If we expand modal logic with least and greatest fix point operators $\mu$ and $\nu$, respectively, we obtain the logic $L_\mu$.
An alternating automaton on infinite trees has a state space that is divided between two players, $\exists$ and $\forall$. Transitions of this automaton assign both a new state and a movement directive in the graph. Whether such an automaton accepts a tree is based on a two-player parity game. A player has to first choose a transition and depending on whether that transition involves a forward move or not, the game either remains in the same vertex or the player has to additionally choose one of the successors of the current vertex. If player $\exists$ wins this game with a positional strategy $s$ then the tree is accepted by the automaton.

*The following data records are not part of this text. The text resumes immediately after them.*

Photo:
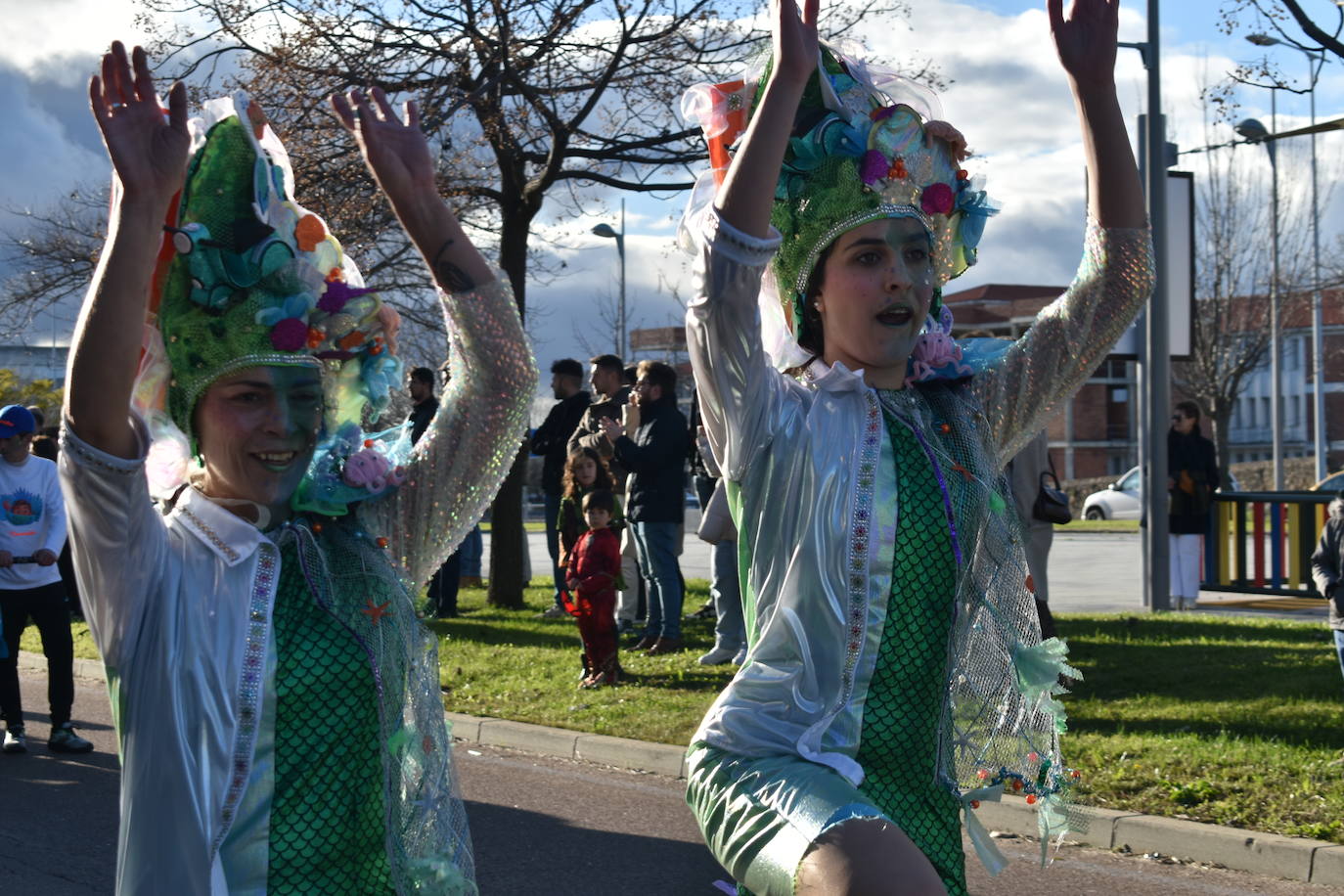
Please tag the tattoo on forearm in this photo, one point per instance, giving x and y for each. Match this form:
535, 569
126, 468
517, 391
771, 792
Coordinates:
448, 274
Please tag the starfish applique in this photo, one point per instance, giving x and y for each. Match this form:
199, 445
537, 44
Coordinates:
376, 611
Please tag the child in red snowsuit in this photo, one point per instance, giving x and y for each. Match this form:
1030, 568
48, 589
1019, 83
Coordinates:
593, 576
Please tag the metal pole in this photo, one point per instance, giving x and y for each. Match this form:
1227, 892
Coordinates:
1276, 360
1157, 379
620, 250
1318, 321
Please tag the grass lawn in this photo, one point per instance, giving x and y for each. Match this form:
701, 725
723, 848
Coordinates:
1098, 525
1225, 720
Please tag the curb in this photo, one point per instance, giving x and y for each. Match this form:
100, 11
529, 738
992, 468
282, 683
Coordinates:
1272, 855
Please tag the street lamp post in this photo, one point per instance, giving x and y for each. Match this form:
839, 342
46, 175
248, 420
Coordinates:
1254, 130
1319, 445
605, 230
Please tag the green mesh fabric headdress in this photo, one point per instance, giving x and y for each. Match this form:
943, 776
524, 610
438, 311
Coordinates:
859, 152
257, 280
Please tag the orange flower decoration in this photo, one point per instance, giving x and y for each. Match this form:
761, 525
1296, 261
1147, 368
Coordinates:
309, 231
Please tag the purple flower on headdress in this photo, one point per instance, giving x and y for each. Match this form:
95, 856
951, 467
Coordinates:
873, 166
290, 335
937, 199
336, 294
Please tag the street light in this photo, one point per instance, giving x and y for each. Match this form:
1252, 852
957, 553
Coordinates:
1318, 323
1254, 130
606, 231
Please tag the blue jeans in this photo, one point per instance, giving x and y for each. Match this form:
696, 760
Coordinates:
656, 547
470, 553
553, 543
1339, 647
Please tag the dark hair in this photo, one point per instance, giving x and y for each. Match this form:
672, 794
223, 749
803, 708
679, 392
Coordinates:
570, 488
1189, 410
600, 500
567, 367
607, 363
661, 375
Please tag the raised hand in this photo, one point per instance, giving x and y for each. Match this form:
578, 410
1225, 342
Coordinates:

It is now possible to translate such $L_\mu$ formulae to alternating automata on infinite trees by introducing a state for each subformula and choosing the transition function in a way that reflects the current formula. This would mean if the current formula is a disjunction of two subformulae, player $\exists$ could choose between the two states representing the subformulae.
The translation for fixed point operators is done by essentially starting a recursion on the subformula, meaning $\mu X \varphi$ is expanded to the state representing $\varphi$.
My question is now: why is it not allowed that such a least fix point operator is expanded infinitely often, while it would be acceptable for a greatest fix point operator?